Plant-based meat companies may be particularly interested in animal proteins grown in this way. In the US, sales of plant-based products are stagnating, while there are signs that consumers are unimpressed by these cruelty-free offerings. With trust wavering, more and more startups are hoping to create the killer ingredient that will allow plant-based sausages and burgers to compete with their meaty counterparts. Australian startup Nourish uses genetically engineered yeast to produce animal fatswhile UK-based Hoxton Farms gets fat of real animal cells in bioreactors.
“Personally, I believe the plant-based industry has slowed down because the cost, flavor and taste are good, but not good enough,” Paladini says. “The plant-based companies still need to improve taste and texture and reduce costs.”
Improving plant-based meat isn’t the only area Paladini has his eye on. In fact, he is more interested in the trillion-dollar global meat market. It’s an inconvenient truth that many meat products contain a surprisingly small proportion of actual meat. In Britain, for example, sausages only need to contain 42 percent pork to qualify for the “pork sausages” label. The rest are flavors and fillers, which often contain proteins from soybeans. Blending a meatier soybean could improve these products while keeping costs down, says Paladini, who co-founded Moolec after a career in marketing. Moolec, a spinout of biotech company Bioceres Crop Solutions, is also working on pea plants containing beef proteins and safflowers modified to produce one of the key enzymes that help milk coagulate into solid cheese.

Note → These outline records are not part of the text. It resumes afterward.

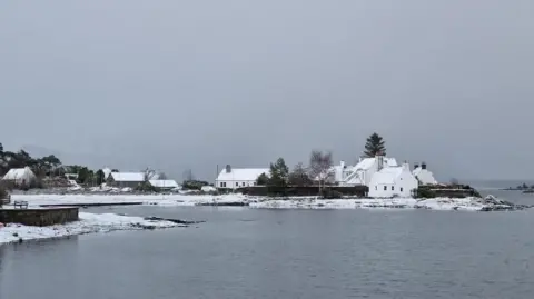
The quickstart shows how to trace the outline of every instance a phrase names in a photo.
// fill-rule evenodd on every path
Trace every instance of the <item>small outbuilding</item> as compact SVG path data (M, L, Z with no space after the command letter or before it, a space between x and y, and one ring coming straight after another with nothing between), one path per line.
M409 171L409 165L387 167L378 170L369 183L369 197L373 198L409 198L417 189L418 181Z
M107 179L109 186L136 188L145 182L145 172L111 172Z
M36 185L37 177L29 167L12 168L3 176L2 181L14 188L32 187Z
M158 191L170 191L179 188L175 180L149 180L148 182Z
M432 171L426 168L426 163L421 163L415 166L412 173L417 178L421 185L437 185L437 180L434 178Z

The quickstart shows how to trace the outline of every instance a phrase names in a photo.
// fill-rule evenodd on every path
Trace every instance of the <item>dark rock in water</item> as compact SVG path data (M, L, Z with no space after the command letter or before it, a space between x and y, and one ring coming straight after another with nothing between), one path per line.
M187 221L187 220L180 220L180 219L168 219L168 218L160 218L160 217L145 217L144 219L149 221L170 221L178 225L197 225L197 223L206 222L206 221Z

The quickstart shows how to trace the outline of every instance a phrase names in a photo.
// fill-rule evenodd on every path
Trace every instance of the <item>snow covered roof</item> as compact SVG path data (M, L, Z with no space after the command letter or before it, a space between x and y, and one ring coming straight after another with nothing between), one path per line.
M357 169L364 169L364 170L367 170L369 168L372 168L374 165L375 165L375 161L376 161L376 158L373 157L373 158L364 158L362 159L362 161L359 161L355 167L354 167L354 170L357 170ZM384 157L384 167L396 167L398 166L397 165L397 160L395 160L395 158L386 158Z
M156 188L178 188L175 180L149 180L150 185Z
M204 192L217 191L217 189L212 186L202 186L202 188L200 188L200 190L202 190Z
M437 180L434 178L434 175L428 169L423 169L421 167L417 167L416 169L414 169L412 171L412 175L417 177L417 179L423 185L436 185L437 183Z
M29 167L12 168L3 176L3 180L29 180L36 178L36 175Z
M111 169L106 167L102 169L102 172L103 172L103 179L107 179L109 175L111 175Z
M226 169L220 171L218 181L255 181L261 173L269 176L268 168L233 168L230 172Z
M145 172L111 172L115 181L145 181Z
M387 167L373 176L373 183L392 185L395 183L395 179L403 173L403 167Z

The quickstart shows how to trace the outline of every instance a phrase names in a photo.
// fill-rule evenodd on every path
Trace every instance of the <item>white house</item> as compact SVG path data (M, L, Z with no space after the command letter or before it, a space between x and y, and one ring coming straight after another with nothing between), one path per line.
M172 190L178 188L178 183L175 180L149 180L148 181L157 190Z
M373 175L378 169L397 167L395 158L387 158L384 156L376 156L374 158L360 158L356 166L345 166L342 161L339 166L333 167L330 171L334 172L335 182L339 186L369 186Z
M385 167L374 173L369 182L369 197L392 198L412 197L418 187L418 181L409 171L409 165Z
M31 186L36 182L37 177L29 167L12 168L3 176L2 181L14 186Z
M120 188L136 188L146 179L145 172L111 172L108 183Z
M226 166L215 180L216 188L237 189L256 186L256 180L261 173L269 176L268 168L231 168Z
M108 167L105 167L102 169L102 172L103 172L103 179L107 180L109 178L109 175L111 175L111 169L109 169Z
M421 163L421 167L415 165L415 169L412 173L417 178L422 185L436 185L437 180L434 178L432 171L426 169L426 163Z

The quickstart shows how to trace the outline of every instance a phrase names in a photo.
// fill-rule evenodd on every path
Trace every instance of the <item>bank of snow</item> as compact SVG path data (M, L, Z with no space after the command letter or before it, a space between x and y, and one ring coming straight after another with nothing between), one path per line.
M95 203L139 203L155 206L249 206L268 209L431 209L431 210L513 210L520 207L506 201L487 198L433 198L417 200L414 198L394 199L317 199L287 198L274 199L267 197L247 197L244 195L224 196L184 196L184 195L13 195L13 200L27 200L31 206L39 205L95 205Z
M61 226L27 227L9 223L0 228L0 245L20 240L51 239L90 232L110 232L115 230L142 230L178 227L171 221L152 221L141 217L119 216L115 213L79 213L80 220Z
M251 202L253 208L268 209L429 209L481 211L488 206L477 198L433 198L419 200L413 198L397 199L289 199L261 200Z

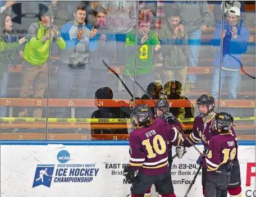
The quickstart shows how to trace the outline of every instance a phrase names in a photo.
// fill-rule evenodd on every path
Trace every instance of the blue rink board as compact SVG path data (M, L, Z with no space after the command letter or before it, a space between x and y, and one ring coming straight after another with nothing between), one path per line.
M129 141L124 140L54 140L54 141L43 141L43 140L1 140L1 145L48 145L48 144L63 144L65 145L102 145L102 146L125 146L129 145ZM199 143L197 145L202 145ZM253 140L243 140L239 141L239 145L255 146L255 141Z

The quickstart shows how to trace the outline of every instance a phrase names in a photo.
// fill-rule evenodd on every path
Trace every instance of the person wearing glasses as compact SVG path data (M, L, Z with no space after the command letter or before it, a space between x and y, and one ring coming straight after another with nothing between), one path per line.
M133 30L126 34L125 43L126 62L124 77L126 86L130 90L134 89L134 82L129 75L134 77L135 72L136 80L144 89L151 82L154 82L153 52L158 52L161 47L157 34L150 30L149 17L139 20L138 28L137 42L135 41L137 31ZM135 44L137 44L136 55ZM136 86L136 89L138 88Z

One of the reasons Moolec is focusing on soy and peas is because huge markets already exist for these commodities. Rather than introducing people to a brand new ingredient, Paladini hopes they will respond better to a slightly modified version of a crop they are already familiar with. However, because the plants Moolec is working on contain genetic material from at least two different species, they will fall foul of rules in Britain and the EU that strictly regulate genetically modified organisms (GMOs). Paladini hopes this will be less of a problem in Argentina and the US, where Moolec also has offices and where regulators take a much more relaxed stance on genetically modified foods. “Sooner or later I think we have to embrace science,” he says.
This article first appeared in the January/February 2024 edition of WIRED UK.